Chuck looked out past Marty’s head through the glass. He took a deep sip from his juice box, and, when it was almost empty, sucked hard until it collapsed. Without looking down, he tossed it toward the trashcan in the corner. “You’re on Chuck’s team,” he said. “You get to have a life, too. We can’t move this Melridge deadline because Anna’s on the rampage already. But I can’t have you working weekends to cover your ass, you know?”
Marty nodded slowly, like he was just beginning to understand.
Back at his desk on the third floor, Marty thought about how to fire Kate. He wanted to wait until the end of the day, until the building cleared. But as bad as she looked, he worried Kate might go home sick at lunchtime.
At 11:30, he IMed her, asking to talk on the smoking deck. He followed her to the sliding door. As he closed the door behind them, he found the hiss of the hanging gas heaters deafening.
“What’s this about?” Kate asked.
“Melridge,” he said.
“Really?” Kate said, surprised.
“Look—I got a call from Anna Hastings on Friday—maybe you heard some of it, I don’t know. Anyway, she’s really pissed that we’re as far behind as we are, and Chuck needs to show her that we’re doing something about it, and the truth is, you have been working really slow, and IMing all the time—”
“I’m IMing you,” Kate said.
“The point is, we can finish this project on time without you.”
“The point is, you don’t know how to break up with me without firing me,” she said.
“Break up?” Marty wanted to hurt her like he had Friday night. “You have to have a relationship to break up with someone.”
He watched as her face untwisted, her cheeks dropping and turning red.
“I’m pregnant,” she said.
Impossible, Marty thought. Too much of a coincidence. He dropped his gaze to the peeling boards of the deck, PMS 181, or 1815, maybe, a red that looked like burnt cedar. It was true he hadn’t used condoms, but Kate had told him they were safe. He didn’t remember her having a period since they started sleeping together. He looked back up. “Is that why you’ve been leaving so often lately?”
Kate nodded.
“What about your nosebleed?”
“My doctor says it happens to a lot of women.”

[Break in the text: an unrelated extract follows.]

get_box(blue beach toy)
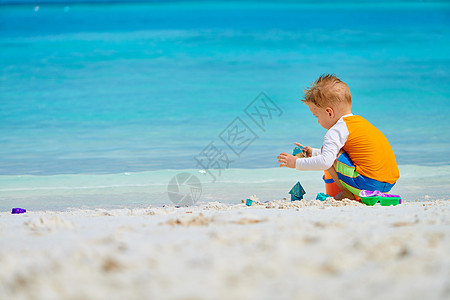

“Shit.” Marty imagined telling Brynn, how calm she’d be as she said goodbye. Brynn always made such good decisions, and she knew it, and he knew it.
“You’ve been getting high a lot lately,” he said. His stomach clenched. He had to say it. “I mean—you’re getting fired. Do you really think this is the best time?”
Kate slapped Marty hard across the cheek. He was surprised how much it hurt. As his eyes watered, he saw Kate crying.
She wiped her tears with her sleeve, and after a moment, she said, “It’s not yours.”
His cheek pulsed. He wanted to believe her, but her eyes seemed pleading, like she wanted collusion, not distance.
“Am I fired, or not?”
He didn’t say anything.
Kate turned and went back inside. Marty walked toward the edge of the deck, holding his abdomen with both hands, the way Brynn had started to a few weeks ago. He remembered how, a month after he proposed, she’d rushed out of the bathroom smiling and waving the positive pregnancy test at him. He looked at the wood shingles of the house next door, a strange, shallow blue, maybe PMS 543. Or maybe it was a different color. He didn’t know.